State-of-the-art (SOTA) large language models are the most advanced AI language systems available at a given time. GPT-5, Claude 4, DeepSeek-R2, Gemini 3.0, and Grok 4 are all models which will likely be released this year.
Daniel recently co-authored https://ai-2027.com on April 3rd, 2025. This question is aiming to basically ask, "will the models released after that report be less good than expected (to him)?"
- Update 2025-04-10 (PST) (AI summary of creator comment): Clarifications from the Creator: - Statements where Kokotajlo indicates that the release has influenced (i.e., increased) his median forecast should be taken as a YES resolution if he uses terms such as slightly influenced, moderately influenced, significantly influenced, or completely influenced. 

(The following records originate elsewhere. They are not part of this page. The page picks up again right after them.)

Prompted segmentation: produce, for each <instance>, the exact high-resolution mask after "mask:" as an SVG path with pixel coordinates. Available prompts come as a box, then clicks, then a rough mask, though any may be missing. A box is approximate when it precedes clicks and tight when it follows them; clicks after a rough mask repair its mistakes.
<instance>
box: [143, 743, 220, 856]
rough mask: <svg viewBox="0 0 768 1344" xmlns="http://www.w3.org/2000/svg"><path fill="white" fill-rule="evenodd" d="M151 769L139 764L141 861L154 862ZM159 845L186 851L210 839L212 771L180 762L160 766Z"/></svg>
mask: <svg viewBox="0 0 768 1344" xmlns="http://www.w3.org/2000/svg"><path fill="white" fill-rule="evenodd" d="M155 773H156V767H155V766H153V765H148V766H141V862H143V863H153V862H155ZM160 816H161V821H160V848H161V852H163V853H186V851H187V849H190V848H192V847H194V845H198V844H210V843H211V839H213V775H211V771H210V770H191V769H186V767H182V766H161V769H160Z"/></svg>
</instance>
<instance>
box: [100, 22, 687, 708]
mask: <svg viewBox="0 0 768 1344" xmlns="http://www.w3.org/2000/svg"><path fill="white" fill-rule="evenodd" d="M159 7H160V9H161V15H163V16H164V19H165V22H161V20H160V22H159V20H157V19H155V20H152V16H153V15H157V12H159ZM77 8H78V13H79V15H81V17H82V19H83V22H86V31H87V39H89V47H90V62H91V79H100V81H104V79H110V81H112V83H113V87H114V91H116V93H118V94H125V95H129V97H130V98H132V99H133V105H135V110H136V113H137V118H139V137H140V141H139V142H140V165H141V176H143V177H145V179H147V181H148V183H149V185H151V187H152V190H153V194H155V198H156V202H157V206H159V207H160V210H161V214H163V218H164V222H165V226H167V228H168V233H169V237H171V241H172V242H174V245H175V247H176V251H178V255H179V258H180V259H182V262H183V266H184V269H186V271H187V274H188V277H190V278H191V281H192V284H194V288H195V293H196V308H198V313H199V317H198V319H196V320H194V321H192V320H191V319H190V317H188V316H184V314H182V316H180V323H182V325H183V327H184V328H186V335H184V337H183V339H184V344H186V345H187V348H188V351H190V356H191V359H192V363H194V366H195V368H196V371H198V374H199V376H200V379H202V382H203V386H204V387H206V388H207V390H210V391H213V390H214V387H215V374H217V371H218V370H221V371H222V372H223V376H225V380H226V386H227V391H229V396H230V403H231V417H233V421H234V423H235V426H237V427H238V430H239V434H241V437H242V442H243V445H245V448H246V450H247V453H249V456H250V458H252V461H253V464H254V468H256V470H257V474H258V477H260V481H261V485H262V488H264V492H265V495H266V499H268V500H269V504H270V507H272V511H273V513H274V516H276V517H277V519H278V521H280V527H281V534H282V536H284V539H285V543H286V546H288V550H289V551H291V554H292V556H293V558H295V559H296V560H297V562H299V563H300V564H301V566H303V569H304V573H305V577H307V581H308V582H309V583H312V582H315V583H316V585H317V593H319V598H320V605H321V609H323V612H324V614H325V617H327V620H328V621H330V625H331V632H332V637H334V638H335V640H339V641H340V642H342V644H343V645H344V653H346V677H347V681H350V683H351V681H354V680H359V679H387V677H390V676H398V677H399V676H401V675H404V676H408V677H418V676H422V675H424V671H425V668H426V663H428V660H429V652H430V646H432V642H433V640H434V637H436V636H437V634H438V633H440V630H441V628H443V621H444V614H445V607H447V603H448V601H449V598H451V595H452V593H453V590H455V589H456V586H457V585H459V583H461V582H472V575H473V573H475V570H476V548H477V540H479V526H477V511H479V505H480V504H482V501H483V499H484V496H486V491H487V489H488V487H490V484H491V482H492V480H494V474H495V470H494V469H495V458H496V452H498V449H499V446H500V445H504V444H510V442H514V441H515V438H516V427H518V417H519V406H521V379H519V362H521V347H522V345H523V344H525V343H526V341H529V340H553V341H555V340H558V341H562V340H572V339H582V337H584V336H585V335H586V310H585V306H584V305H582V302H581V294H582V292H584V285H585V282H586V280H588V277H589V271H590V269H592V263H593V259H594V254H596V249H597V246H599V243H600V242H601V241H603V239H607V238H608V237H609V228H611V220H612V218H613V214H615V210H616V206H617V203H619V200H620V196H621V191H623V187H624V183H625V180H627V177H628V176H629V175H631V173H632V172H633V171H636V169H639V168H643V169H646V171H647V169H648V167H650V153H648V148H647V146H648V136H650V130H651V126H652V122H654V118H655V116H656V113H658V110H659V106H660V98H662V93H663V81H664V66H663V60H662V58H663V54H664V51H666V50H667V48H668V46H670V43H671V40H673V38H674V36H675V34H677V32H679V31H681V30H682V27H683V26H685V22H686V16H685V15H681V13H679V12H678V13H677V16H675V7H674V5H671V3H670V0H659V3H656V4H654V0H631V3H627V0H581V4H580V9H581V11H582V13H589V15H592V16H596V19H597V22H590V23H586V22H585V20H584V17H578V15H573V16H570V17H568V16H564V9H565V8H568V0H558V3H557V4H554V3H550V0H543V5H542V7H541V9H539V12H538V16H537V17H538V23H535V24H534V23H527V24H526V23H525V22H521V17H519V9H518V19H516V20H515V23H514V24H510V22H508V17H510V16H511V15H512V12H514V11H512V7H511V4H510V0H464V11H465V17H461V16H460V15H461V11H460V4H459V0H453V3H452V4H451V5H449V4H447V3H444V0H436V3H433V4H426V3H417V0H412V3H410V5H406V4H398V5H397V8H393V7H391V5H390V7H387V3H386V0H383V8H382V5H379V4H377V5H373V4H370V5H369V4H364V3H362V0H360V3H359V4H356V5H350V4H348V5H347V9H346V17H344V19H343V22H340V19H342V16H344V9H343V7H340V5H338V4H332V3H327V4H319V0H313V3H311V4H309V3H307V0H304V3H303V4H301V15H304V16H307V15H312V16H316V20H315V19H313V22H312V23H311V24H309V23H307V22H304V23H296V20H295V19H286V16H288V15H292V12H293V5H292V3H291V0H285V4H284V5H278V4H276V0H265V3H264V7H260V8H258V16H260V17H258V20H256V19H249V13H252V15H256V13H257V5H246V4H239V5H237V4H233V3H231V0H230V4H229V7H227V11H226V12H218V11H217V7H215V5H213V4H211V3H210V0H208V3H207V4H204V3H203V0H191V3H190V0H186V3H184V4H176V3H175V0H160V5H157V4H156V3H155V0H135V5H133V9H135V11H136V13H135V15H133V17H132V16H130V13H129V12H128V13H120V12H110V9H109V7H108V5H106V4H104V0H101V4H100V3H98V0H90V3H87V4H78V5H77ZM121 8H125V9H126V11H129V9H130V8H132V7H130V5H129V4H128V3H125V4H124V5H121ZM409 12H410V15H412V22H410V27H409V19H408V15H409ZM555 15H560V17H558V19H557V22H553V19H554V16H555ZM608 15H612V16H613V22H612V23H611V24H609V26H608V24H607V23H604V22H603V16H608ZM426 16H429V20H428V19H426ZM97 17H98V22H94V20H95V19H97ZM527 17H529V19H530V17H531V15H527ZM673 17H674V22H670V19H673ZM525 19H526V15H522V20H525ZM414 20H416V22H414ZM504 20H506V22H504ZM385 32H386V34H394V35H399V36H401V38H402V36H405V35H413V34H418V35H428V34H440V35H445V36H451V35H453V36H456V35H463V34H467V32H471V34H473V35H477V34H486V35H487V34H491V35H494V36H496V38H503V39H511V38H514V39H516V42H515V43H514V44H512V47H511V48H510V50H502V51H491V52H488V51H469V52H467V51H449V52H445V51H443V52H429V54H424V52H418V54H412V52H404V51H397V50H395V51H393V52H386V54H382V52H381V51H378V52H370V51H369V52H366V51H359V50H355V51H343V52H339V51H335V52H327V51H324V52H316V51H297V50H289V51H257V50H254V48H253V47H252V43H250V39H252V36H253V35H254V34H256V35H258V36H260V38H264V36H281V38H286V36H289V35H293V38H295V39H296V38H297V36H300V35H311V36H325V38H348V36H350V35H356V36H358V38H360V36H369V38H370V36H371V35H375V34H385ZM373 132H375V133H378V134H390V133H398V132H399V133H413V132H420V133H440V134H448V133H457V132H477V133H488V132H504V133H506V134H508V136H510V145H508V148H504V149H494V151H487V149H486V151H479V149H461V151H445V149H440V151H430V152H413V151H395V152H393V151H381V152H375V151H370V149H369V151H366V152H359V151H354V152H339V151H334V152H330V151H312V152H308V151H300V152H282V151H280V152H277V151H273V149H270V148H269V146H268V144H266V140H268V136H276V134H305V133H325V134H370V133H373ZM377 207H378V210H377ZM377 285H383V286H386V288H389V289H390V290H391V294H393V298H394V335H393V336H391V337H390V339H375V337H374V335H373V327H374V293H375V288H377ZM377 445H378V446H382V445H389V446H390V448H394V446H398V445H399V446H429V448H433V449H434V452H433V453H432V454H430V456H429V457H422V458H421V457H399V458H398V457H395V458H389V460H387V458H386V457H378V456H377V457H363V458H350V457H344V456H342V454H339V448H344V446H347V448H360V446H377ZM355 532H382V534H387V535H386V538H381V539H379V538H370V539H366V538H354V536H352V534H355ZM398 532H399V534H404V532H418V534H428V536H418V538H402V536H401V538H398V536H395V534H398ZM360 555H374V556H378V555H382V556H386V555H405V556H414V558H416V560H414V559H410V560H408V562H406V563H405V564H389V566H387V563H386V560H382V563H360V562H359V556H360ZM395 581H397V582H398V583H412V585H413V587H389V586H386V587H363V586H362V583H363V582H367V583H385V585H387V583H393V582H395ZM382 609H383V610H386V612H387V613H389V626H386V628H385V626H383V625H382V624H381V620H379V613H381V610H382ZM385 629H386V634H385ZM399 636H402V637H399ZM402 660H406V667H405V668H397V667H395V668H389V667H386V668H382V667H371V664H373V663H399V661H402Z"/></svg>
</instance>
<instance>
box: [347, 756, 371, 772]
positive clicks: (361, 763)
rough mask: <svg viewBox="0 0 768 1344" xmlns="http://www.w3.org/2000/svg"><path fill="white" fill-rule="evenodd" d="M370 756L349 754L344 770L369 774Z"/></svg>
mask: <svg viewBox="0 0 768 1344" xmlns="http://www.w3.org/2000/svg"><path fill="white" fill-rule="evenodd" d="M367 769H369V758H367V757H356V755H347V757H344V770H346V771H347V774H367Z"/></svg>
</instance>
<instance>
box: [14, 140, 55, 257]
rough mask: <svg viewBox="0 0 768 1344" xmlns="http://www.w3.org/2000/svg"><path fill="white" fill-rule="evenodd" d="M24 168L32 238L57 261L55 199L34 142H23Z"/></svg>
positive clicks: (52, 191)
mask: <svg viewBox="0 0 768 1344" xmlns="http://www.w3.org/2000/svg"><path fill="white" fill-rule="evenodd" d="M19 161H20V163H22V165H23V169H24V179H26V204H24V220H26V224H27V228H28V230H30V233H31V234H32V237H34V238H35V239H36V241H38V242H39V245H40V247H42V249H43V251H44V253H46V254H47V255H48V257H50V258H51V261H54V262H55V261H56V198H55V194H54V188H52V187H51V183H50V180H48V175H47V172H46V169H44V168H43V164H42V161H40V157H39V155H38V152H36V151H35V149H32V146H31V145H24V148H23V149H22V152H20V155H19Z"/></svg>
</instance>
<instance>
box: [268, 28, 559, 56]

- The term just barely influenced is not considered sufficient to trigger a YES resolution. 
 
This might be a bit vague. For example, shortly after GPT-4.5 release Daniel said that he raised his median forecast from 2027 to 2028. He said that it was not a direct consequence of this release but significantly influenced by it, although he is struggling to exactly estimate how much (IIRC).
Would a similar statement be enough for YES?
@qumeric Hmmm yeah I think "significantly influenced" passes the threshold for YES.
But you are right that he could say anything in the range of "GPT5 just barely/slightly/moderately/significantly/completely influenced my median forecast."
Any ideas? I'm leaning towards resolving any of the above yes, except maybe "just barely."
@AdamK Good point, what I really meant was any new models released from this point in time going forward. Although I guess Llama 4 was only released a few days ago after the AI-2027 document. So I think this question specifically refers to models released after April 3rd. I will update the question
I find the "increase"/"decrease" wording unclear. Does "increase" mean a longer timeline or a faster timeline?